Another variation of this can come from a team's understanding of their best current practices. Best practices on a team tend to drift slowly but inexorably, as new developers join and existing developers learn new techniques or find new tools. The further away those practices get from how a "stable" service was built, the more cognitive overhead and time will be required to change it again.

Foundational Assumptions

Another type might be something more akin to buying a minivan and then having SUVs become popular. Every team I've ever been on has made a decision that was not technical debt at the time. It was a reasonable-to-good design choice given what we knew about the world then. And two or three years later, some underlying business decision changed, and suddenly the value of that technical choice went down dramatically.

One team, for example, created tooling for building and scaling CSS for a content site that was a perfectly good way to do it—until the business wanted to dramatically rebrand certain parts of the site several years later. The dev and build tooling had been optimized for one global set of styles, and adding more complete sets required a certain amount of investment. In fact, if I remember correctly, we took on some tech debt (by bloating global styles and taking a performance hit) to make those investments, which we paid down later.

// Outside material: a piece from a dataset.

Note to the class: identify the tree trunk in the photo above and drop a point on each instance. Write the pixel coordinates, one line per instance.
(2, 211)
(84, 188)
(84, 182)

Planning for Depreciation vs Debt

The biggest practical difference I've between tech debt and depreciation is how you plan for it. Technical depreciation is, if you squint a little, constant. It's the wear and tear of running applications in production.

The updates for any particular dependency may or may not be predictable—the bigger the tool (frameworks, languages, kernels) typically the steadier the cadence—but "out of date dependencies" is an approximately weekly occurrence in any non-trivial application. This falls squarely into Marty Cagan's version of 20% time, or "sustaining engineering," a term I learned from Camille Fournier.

Refactoring to keep patterns and practices current also falls pretty neatly into this category. It's the type of work engineering teams should keep doing in small but constant chunks.

A change of fundamental assumptions may come as more of a surprise—and you could argue that when it does, this is functionally equivalent to Fowler's "inadvertant" debt. Personally, I find it's helpful to frame these moments as part of the scope of work to make the adjustments at all, rather than as a debt trade-off. Some of them may be fixed through regular sustaining eng work, but for the most part, these are substantial, risky changes that it does not make sense to undertake without a reason.

Technical debt, on the other hand, if it's intentional and in a healthy product org, is usually managed as a product planning trade-off. A team that says "we can get this to market and then we'll take the next sprint to clean it up" with no major feature work.